The fear of intimacy can ruin relationships. We all crave connection, but due to trauma suffered in childhood, or perhaps as the result of a relationship in adulthood that went terribly wrong, some people learn that it’s safer to keep others at an emotional arm’s length. But doing so is counterproductive and often leads to destructive attachment or intimacy disorders.

What Is an Intimacy Disorder?

An intimacy disorder is a mental health condition characterized by profound difficulty establishing close or intimate relationships with other people. Intimacy disorders are believed to be caused by both genetic and environmental factors. If you have an intimacy disorder, you probably struggle with letting your guard down and being vulnerable with another person. This can be frustrating not only to the avoidant person, who may feel as if too many emotional demands are being made of them, but also to potential partners or spouses who desire a deeper relationship.

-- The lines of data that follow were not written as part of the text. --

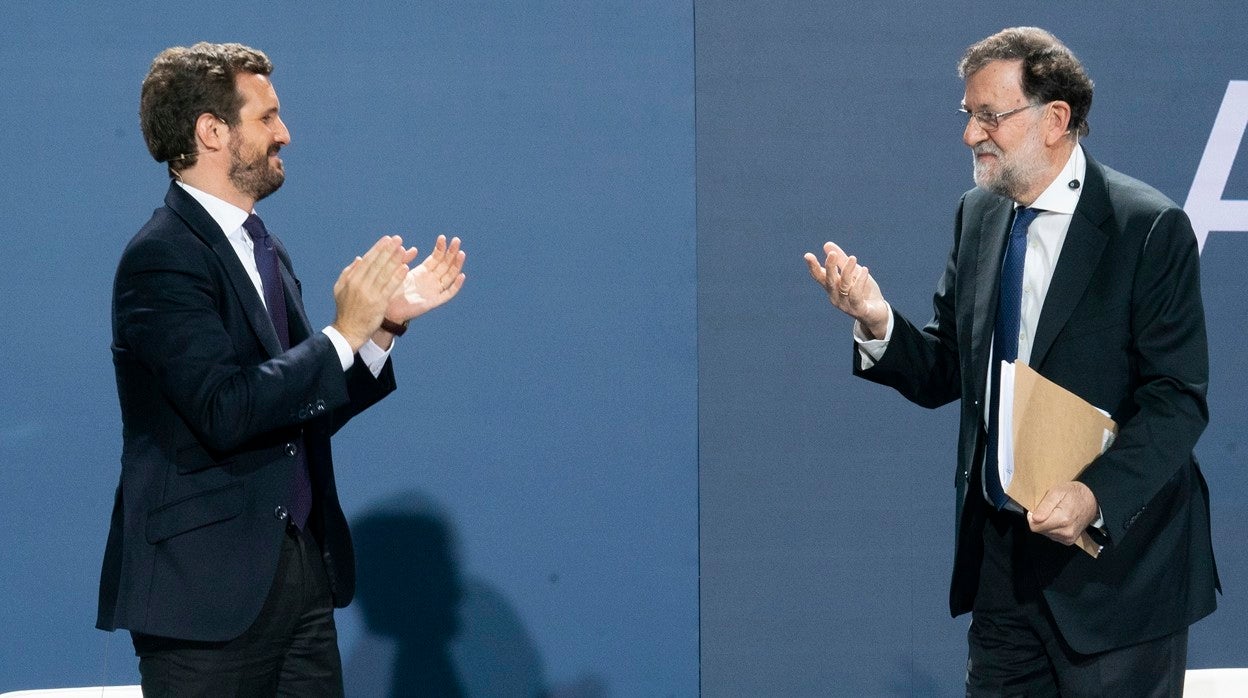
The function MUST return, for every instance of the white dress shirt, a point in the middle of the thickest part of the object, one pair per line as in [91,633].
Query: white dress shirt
[1045,239]
[231,217]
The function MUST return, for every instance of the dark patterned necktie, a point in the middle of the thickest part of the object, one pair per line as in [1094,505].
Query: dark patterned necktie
[1005,341]
[275,301]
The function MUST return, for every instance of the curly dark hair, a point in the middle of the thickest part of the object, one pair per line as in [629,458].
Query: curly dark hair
[1050,70]
[185,83]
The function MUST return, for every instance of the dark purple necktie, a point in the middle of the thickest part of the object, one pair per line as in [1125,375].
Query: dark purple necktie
[275,300]
[1005,340]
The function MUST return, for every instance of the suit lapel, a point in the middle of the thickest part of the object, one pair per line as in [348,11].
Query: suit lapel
[1078,260]
[994,232]
[207,230]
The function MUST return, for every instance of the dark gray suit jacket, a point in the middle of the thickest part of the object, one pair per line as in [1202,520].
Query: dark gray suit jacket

What Is the Word for Fear of Intimacy?

The fear of intimacy is sometimes referred to as aphenphosmphobia, which is the fear of being touched, and philophobia, which is the fear of emotional attachment or falling in love. For many individuals, intimacy problems can be traced back to experiences in their formative years, such as being abandoned or neglected by a parent, losing a parent, or suffering abuse at the hands of a parent — the person who, above all others, was supposed to love and protect them. Consequently, these wounded individuals are primed to develop trust issues. In addition, individuals with attachment issues may have had their heart broken as an adult and are petrified at the thought of ever putting themselves in the position of being hurt again.

What Does It Mean to Have an Intimate Relationship?

Intimacy is at the core of a close, personal relationship. It is an emotional connection that is often reserved for one’s “special person.” Experts say there are many types of intimacy:

  • Emotional intimacy — We take off the mask we wear in public when we are with the people we hold most dear. There’s a sharing of feelings, both positive and negative, without worry of being judged. We know one another’s hopes and dreams, what makes them happy and what they most fear. It’s a safe place in the mind where we feel truly loved, understood and appreciated.
  • Sexual intimacy — A direct expression of love and affection. It’s a sensual and sexual connection that is exciting and fulfilling for both partners.
  • Intellectual intimacy — This form of intimacy grows through constant communication. You ask one another’s opinions, whether the subject is about parenting, politics, finances or health. Sharing ideas or even passionately debating opinions is a welcome exercise in which each partner is heard and respected.
  • Spiritual intimacy — Spirituality for most of us is the feeling that we’re part of something greater than ourselves. Spiritual intimacy involves sharing this spiritual or religious connection, whether it’s in a church or on a mountaintop. Experiencing such grand moments together elevates the connection between partners.

Treatment for Intimacy Disorders

If you and your partner have drifted apart due to the fear of intimacy in any of these areas, you may wish to seek individual or couples counseling to understand why you’re not connecting. Through talk therapy, individuals are able to gain insight into the trauma or other emotional issues that underlie their behavior. They can identify negative thought patterns that play like a recording in the brain and change them to objective, positive ones that will help them get beyond past hurts and develop true intimacy.